Question

We are trying to use HBase to store time-series data. The model we have currently stores the time-series as versions within a cell. This implies that the cell could end up storing millions of versions, and the queries on this time-series would retrieve a range of versions using the setTimeRange method available on the Get class in HBase.

e.g.

{
    "row1" : {
        "columnFamily1" : {
            "column1" : {
                1 : "1",
                2 : "2"
            },
            "column2" : {
                1 : "1"
            }
        }
    }
}

Is this a reasonable model to store time-series data in HBase?

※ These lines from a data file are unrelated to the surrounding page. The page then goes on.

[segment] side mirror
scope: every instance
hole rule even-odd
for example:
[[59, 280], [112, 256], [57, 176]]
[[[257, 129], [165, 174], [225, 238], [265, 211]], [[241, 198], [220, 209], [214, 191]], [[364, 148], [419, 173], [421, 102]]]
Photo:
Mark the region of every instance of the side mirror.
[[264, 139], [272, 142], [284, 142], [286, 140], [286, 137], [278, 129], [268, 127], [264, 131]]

Is the alternate model of storing data in multiple columns (is it possible to query across columns) or rows more suitable?

Was it helpful?

Solution

I don't think you should use versioning to store the time series here. Not because it won't work, but because it's not designed for that particular use case and there are other ways.


I suggest you store the time series as the time step as the column qualifier and the value will be the data itself. Something like:

{
    "row1" : {
        "columnFamily1" : {
            "col1-000001" : "1"
            "col1-000002" : "2"
            "col1-000003" : "91"
            "col2-000001" : "31"
            }
        }
    }
}

One nice thing here is that HBase stores the column qualifiers in sorted order, so when reading the time series back you should see the items in order.


Another realistic option would be to have the identifier for the record as the first part of the rowkey, but then have the time step in the rowkey as well. Something like:

{
    "fooseries-00001" : {
        "columnFamily1" : {
            "val" : "1"
            }
        }
    }
    "fooseries-00002" : {
        "columnFamily1" : {
            "val" : "2"
            }
        }
    }

}

This has the nice feature that it'll be pretty easy to do range scans in a particular series. For example, pulling out fooseries's steps 104 to 199 is going to be pretty trivial to implement and be efficient.

The downside to this one is deleting an entire series is going to require a bit more management and synchronization. Another downside is that MapReduce analytics are going to have a hard time doing any sort of analysis on this data. With the above approach, the entire time series will be passed to one map() call, while here, map() will be called for each frame.

OTHER TIPS

If I were to build a time series solution on HBase I would definitely have a look at http://opentsdb.net/ a open source release by StumbleUpon, as its being used internally by SU I would deem it to be stable and get continuous support.

Take a look at Zohmg.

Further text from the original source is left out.